Darrel told me the backstory and some of it fit nicely. His great uncle owned Evinrude Boat Motor and Cushman dealerships in Coffeyville, just across the state line in Kansas: “He had this pink scooter he couldn’t sell and so he made my parents a deal.”

His pieces of the puzzle should solve The Mystery of the Pink Motor Scooter. He rode “our” Pink Cushman Eagle until he was old enough (16) to get a license to drive the   Maroon Ford. Meanwhile, as I so often did, I was pushing the envelope on driving age—14 for motor scooters and cycles. I harangued poor Mama and Daddy until they let me buy a used, red Cushman Eagle that needed work, something Daddy enjoyed. Me, I just wanted to ride, not to first learn motor-scooter and then auto repair. They gave in and I rode the red Cushman before I could legally do so. But I wanted newer, better, brighter.

So I cracked open my newspaper-route savings, and Daddy co-signed for a loan that I learned how to arrange at Nowata’s First National Bank. We went to Coffeyville and bought a Pink Cushman Eagle. (How could anyone not like hot Pink?) My memory is that it was new. Darrel’s nicely fitting puzzle pieces, however, have given me doubts.

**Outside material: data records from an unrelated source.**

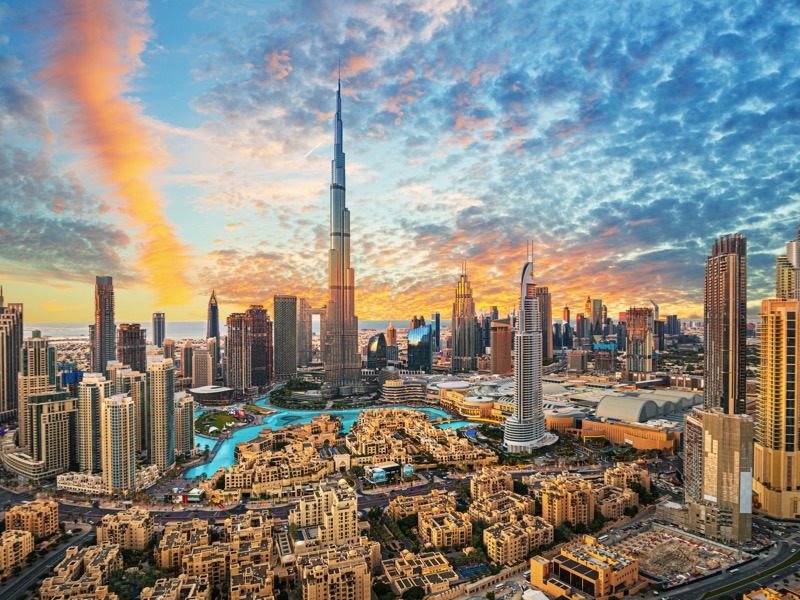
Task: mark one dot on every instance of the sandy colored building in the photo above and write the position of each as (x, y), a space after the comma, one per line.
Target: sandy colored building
(487, 482)
(40, 517)
(430, 570)
(586, 569)
(181, 587)
(509, 543)
(15, 546)
(501, 507)
(131, 530)
(83, 571)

“I don’t remember what happened to my Pink Cushman,” he told me, “and I don’t remember you having it. BUT, mine had to be the one you bought. The timing is right. My great uncle wouldn’t have bought a second pink one after his experience with mine.”

If Darrel is correct, whatever damage he had done to “our” Pink Cushman when he took a spill on it on an icy road had been meticulously repaired. Good thing. I would not have liked to spend my money on damaged goods. Stevie was a picky little sucker but maybe not observant. Darrel’s head had to be repaired at the Nowata hospital emergency room, and I never detected that he looked the worse for wear.

While I don’t doubt the veracity and do appreciate the ingenuity of Darrel’s solution to The Mystery of the Pink Motor Scooter, I’m embarrassed if I have harbored the impression that this youthful milepost was newer and shinier than it was. But then, I am neither new nor shiny—and I did once own the most desirable scooter of the 1950s. I willfully shared it with Smitty, and I don’t mind a bit if I unknowingly did as much with Darrel. What is irksome is to have become an old man whose truths may not be real.